The New Delhi-based company, which has expanded to 11 markets outside India, launched a website in this country in July, said country manager Sahil Ludhani. It now has information and reviews for 5,100 hospitality businesses in Auckland and Wellington.
Coverage of Hamilton restaurants will be launched next week.
Ludhani, who was posted from the company's Indian headquarters to scout opportunities and then establish the business here, said that while this country was not a completely untapped market for Zomato, there was an opportunity to take on the competition.
"We felt that we could offer a better product," he said.
San Francisco-based Yelp entered the market in May, while Localist launched in 2011 with the help of a $25.6 million loan it received from its state-owned parent company NZ Post.
Ludhani claimed Zomato's local website was already getting 160,000 site visits a month.
"There's still a lot of scope for growth," he said. "In the next six months, we're looking to double (monthly site visits) to 300,000."
Auckland restaurants and cafes listed on the website include the Foxtrot Parlour at Ponsonby Central, Euro on Princes Wharf and mobile Mexican food business The Lucky Taco.
Ludhani said Zomato's Auckland-based team had expanded from three to 15 staff since September.
"We're hiring more staff now," he said. "We're looking at expanding the team to 25 to 30 in the next four to six months, just in Auckland." Ludhani said Zomato's global workforce - the company's other markets include South Africa, the United Arab Emirates and Britain - had grown from 30 to 650 over the past 2 years.
"We're expecting to double the number by next year."
Zomato earns its revenue from advertising, which Ludhani said came solely from hospitality businesses.
He said only 20 New Zealand businesses were currently advertising on the local website, which would break even by the time it had 150 paying advertisers.
Zomato allows users to write restaurant reviews and Ludhani said business owners could use a free service that enabled them to respond directly to reviews.
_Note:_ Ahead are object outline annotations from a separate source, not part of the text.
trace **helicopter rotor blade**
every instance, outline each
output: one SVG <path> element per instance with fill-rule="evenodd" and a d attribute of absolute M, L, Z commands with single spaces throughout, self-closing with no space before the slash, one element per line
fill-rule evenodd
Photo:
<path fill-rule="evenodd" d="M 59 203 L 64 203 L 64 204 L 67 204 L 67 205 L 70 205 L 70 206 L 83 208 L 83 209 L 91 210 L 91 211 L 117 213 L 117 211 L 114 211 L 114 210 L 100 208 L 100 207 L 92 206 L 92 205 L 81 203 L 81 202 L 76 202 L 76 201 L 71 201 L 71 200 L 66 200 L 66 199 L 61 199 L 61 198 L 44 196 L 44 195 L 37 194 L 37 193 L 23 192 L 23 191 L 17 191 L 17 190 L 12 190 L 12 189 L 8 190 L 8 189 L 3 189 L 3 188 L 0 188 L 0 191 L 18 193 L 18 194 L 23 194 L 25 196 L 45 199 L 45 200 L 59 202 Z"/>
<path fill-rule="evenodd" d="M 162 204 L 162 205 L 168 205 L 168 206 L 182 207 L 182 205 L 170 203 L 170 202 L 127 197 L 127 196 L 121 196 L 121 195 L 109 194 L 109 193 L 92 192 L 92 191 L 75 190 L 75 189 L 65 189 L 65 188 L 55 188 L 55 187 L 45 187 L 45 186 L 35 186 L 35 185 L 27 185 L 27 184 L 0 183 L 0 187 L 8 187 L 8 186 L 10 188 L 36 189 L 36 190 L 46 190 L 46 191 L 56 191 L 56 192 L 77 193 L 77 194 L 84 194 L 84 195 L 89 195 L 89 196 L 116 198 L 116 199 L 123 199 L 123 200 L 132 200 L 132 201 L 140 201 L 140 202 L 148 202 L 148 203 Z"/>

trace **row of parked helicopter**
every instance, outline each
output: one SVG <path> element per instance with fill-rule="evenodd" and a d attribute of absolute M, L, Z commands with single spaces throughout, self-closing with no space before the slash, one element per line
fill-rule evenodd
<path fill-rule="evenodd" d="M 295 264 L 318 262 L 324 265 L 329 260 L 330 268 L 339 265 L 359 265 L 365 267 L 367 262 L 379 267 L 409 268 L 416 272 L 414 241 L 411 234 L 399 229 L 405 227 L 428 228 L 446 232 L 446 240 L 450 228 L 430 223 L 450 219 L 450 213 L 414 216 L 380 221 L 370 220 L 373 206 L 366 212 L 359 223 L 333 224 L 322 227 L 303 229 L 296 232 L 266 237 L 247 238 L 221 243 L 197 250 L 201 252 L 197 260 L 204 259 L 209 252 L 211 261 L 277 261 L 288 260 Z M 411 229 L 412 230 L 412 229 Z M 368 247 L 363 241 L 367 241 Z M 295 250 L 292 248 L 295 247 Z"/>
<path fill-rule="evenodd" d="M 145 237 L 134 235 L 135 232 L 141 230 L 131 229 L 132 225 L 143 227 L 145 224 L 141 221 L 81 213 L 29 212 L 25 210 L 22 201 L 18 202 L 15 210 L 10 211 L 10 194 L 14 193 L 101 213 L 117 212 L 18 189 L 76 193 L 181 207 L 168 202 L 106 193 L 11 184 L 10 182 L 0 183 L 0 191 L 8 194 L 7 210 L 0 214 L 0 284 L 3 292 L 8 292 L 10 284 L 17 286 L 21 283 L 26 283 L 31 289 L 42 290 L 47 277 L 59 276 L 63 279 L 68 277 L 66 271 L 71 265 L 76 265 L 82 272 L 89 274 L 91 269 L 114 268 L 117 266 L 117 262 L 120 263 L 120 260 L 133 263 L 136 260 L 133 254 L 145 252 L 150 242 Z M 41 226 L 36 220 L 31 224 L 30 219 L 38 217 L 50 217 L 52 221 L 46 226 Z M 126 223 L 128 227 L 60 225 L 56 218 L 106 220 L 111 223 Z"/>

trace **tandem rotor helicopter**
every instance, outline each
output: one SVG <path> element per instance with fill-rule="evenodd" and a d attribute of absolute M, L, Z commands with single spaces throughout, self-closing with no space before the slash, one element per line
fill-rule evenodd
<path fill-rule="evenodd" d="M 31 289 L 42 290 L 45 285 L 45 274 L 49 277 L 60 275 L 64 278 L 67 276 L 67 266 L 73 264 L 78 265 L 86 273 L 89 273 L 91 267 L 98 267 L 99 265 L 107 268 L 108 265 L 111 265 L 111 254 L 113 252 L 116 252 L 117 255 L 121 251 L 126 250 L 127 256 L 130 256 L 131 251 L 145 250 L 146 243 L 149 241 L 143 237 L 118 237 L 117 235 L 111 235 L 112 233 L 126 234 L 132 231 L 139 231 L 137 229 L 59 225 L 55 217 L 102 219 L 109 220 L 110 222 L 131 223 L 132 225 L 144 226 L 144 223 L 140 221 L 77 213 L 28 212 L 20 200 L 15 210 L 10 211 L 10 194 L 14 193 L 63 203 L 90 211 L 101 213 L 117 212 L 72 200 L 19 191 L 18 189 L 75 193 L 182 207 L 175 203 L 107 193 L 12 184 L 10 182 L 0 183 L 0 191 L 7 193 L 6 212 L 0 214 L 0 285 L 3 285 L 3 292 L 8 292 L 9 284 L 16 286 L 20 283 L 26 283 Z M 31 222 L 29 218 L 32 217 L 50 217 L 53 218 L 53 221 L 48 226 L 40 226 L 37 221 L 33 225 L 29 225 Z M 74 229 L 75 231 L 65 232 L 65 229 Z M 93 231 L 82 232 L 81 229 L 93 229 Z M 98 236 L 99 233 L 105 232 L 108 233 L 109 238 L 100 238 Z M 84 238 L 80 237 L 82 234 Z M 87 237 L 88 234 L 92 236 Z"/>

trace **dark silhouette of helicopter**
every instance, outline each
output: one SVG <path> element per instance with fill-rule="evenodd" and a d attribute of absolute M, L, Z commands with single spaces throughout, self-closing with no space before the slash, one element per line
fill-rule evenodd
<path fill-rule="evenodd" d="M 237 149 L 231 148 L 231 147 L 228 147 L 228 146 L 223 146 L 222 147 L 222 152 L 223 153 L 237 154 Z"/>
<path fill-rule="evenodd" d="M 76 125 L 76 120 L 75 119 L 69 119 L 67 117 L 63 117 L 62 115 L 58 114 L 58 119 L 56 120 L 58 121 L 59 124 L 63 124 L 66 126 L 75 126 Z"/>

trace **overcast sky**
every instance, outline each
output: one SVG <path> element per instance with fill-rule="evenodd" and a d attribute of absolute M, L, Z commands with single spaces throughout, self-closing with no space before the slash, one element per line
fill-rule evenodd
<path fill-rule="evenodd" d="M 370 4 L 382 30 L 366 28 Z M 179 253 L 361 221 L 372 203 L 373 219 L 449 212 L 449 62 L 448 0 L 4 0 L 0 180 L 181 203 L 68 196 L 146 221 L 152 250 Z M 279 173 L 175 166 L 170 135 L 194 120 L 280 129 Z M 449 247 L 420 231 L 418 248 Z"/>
Websites such as Zomato have come under fire from hospitality operators who have claimed the reviews can be unfair and detrimental to their businesses.
Ludhani said every review that went on the site was moderated and the company took care to make sure reviews were written by genuine consumers, rather than people associated with the business, or competitors.
And if a person writes more than 10 reviews they are then "authenticated" by Zomato staff, he said.
Ludhani is a member of Zomato's "international expansion team".
"Our job is to go to a country, set up operations, hire people and then move on to another country." Ludhani, who has been posted to Indonesia and the Philippines on previous assignments, is looking for a country manager for New Zealand.
When that role is filled he'll move on to a new market, although he's not sure where.
Last month Zomato raised US$37 million ($44.6 million) from US venture capital firm Sequoia Capital and Info Edge, an Indian recruitment and real estate website. It was the company's fifth funding round.
Ludhani said Zomato may undertake an initial public offering in the next two to three years, although it was not yet clear which stock exchange it may list on.
"There's a lot of work that needs to be done before we can reach that stage."